Unfreezing the cluster state allows the new sync to take over as the primary if the primary subsequently fails. It is not recommended to perform this step until the primary has been reprovisioned (in the previous step), rejoined the cluster, and re-established synchronous replication. That's because there's nothing to prevent the sync from taking over before synchronous replication has been established, in which case data could be lost.

To unfreeze the cluster to resume normal operations, use:

async$ manatee-adm unfreeze

Re-enable Morays

If you disabled Morays (and other postgres clients) in step two above, you can re-enable them now. At this point your cluster is upgraded.

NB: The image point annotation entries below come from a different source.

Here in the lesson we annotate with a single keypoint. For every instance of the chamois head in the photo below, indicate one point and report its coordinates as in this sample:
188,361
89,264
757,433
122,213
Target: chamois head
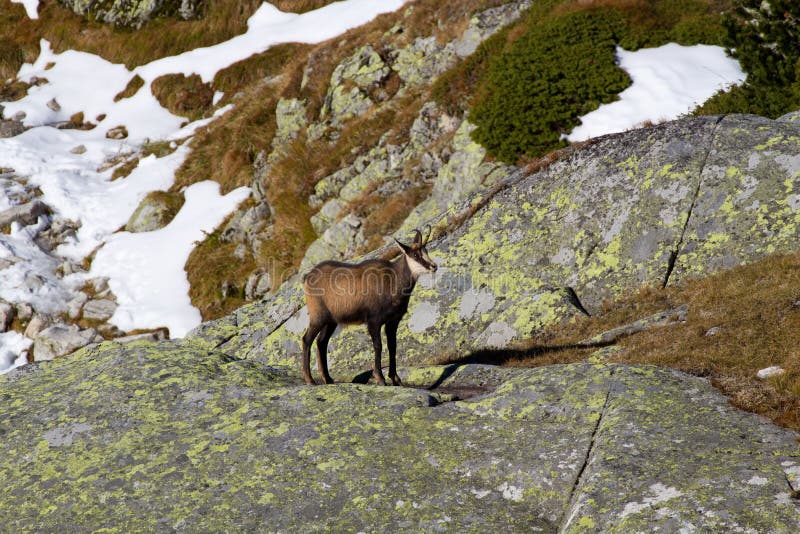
416,255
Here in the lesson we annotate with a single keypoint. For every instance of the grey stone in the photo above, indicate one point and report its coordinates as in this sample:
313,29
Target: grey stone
60,340
75,305
11,128
579,223
158,335
99,309
7,313
258,285
37,324
134,13
570,448
24,311
25,214
153,213
117,133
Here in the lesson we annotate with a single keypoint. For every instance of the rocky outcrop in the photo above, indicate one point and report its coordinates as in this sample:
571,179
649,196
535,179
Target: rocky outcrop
155,211
646,207
171,436
60,340
135,12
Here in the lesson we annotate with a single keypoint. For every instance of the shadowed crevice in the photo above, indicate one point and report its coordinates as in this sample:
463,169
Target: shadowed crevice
673,256
573,495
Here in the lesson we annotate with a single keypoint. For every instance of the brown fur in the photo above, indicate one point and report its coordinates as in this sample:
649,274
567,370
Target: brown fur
373,292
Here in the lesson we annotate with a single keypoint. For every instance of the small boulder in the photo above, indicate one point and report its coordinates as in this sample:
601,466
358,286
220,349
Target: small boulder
11,128
7,313
60,340
258,285
24,214
37,324
155,211
99,309
117,133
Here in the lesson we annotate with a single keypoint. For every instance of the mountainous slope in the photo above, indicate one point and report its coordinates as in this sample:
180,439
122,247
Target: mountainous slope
647,207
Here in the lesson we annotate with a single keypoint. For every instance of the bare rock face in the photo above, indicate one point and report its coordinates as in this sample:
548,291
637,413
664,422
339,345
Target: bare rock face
174,431
60,340
646,207
99,309
11,128
135,13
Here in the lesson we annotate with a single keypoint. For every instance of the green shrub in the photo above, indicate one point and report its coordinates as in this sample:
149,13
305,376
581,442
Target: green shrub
765,38
559,63
537,89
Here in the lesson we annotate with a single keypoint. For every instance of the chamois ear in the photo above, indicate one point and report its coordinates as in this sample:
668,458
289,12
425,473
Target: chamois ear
402,247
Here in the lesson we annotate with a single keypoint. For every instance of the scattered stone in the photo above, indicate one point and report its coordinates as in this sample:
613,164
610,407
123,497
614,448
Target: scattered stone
60,340
69,267
24,311
154,212
770,372
258,285
25,214
117,133
7,313
75,306
157,335
11,128
240,252
99,284
99,309
37,324
110,331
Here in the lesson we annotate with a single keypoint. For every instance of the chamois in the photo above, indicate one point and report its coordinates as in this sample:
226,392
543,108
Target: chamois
374,292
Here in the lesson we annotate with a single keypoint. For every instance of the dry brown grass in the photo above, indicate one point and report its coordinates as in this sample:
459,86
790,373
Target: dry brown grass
210,263
185,96
756,309
131,88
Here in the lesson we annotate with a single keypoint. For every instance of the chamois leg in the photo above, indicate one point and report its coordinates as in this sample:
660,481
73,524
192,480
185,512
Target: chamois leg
308,339
322,351
375,334
391,344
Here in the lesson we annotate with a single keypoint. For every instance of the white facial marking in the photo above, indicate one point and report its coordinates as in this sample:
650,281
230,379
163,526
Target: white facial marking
416,267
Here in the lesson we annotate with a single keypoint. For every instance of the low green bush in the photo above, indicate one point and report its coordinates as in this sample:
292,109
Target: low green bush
558,63
765,38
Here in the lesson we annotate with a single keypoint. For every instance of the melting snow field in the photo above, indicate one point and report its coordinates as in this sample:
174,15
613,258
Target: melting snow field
145,270
668,81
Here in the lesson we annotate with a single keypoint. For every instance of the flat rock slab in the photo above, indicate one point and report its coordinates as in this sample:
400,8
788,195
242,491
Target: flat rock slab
155,437
642,208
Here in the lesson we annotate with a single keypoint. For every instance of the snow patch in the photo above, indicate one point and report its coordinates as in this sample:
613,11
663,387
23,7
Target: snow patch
145,270
668,81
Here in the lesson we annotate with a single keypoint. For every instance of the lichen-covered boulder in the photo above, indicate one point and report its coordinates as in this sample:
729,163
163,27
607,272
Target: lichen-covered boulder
155,211
645,207
60,339
152,437
352,79
337,242
134,12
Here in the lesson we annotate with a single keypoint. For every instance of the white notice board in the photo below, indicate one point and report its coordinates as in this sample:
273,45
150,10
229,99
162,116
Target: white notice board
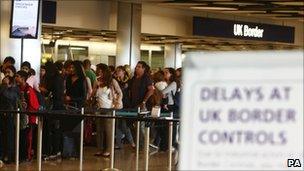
24,19
242,111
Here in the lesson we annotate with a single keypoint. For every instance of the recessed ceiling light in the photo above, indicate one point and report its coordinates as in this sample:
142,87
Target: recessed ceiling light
213,8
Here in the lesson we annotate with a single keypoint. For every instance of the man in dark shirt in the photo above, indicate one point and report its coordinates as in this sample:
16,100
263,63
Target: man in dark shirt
141,86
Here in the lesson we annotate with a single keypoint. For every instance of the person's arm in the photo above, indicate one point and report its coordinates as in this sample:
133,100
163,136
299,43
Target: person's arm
32,100
171,87
148,94
117,90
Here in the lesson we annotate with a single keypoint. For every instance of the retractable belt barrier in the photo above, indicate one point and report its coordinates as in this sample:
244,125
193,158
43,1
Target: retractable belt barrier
128,114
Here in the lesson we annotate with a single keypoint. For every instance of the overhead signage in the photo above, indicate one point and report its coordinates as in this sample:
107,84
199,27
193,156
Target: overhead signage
24,19
242,111
242,30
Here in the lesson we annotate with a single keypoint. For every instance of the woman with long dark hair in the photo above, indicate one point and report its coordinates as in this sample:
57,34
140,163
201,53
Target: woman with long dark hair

Notes below on two node and single-node updates as well as rollback.

Rollback

At any point before the primary is reprovisioned:

  1. Roll back current async.
  2. Roll back current sync.
  3. Delete the state in zookeeper by logging onto one of the binder zones and:
[root@9a5bcf34 (nameservice) ~]$ zkCli.sh
Connecting to localhost:2181
Welcome to ZooKeeper!
JLine support is enabled

WATCHER::

WatchedEvent state:SyncConnected type:None path:null
[zk: localhost:2181(CONNECTED) 0] ls /manatee
[1.moray.coal.joyent.us]
[zk: localhost:2181(CONNECTED) 1] ls /manatee/1.moray.coal.joyent.us
[state, history, election]
[zk: localhost:2181(CONNECTED) 2] delete /manatee/1.moray.coal.joyent.us/state

After the primary is reprovisioned:

  1. Take note of the current topology.
  2. Disable all manatee-sitters in the shard.
  3. Delete the state object (as above)
  4. Roll back the primary.
  5. Roll back the sync.
  6. Roll back the async.

One-node shard upgrade

  1. Reprovision the primary
  2. Backfill the cluster state: primary$ manatee-adm state-backfill
  3. Restore One Node Write Mode: primary$ manatee-adm set-onwm -m on

Note that if you check shard state and it is frozen, you shouldn't unfreeze. This is the desired shard mode while it remains in one node write mode.

Alternatively to the process mentioned above, you can also update using sdcadm as follows:

sdcadm self-update --allow-major-update
sdcadm update -y moray
sdcadm update -y manatee

Two-node shard upgrade

  1. Reprovision the sync
  2. Backfill the cluster state: sync$ manatee-adm state-backfill
  3. Reprovision the primary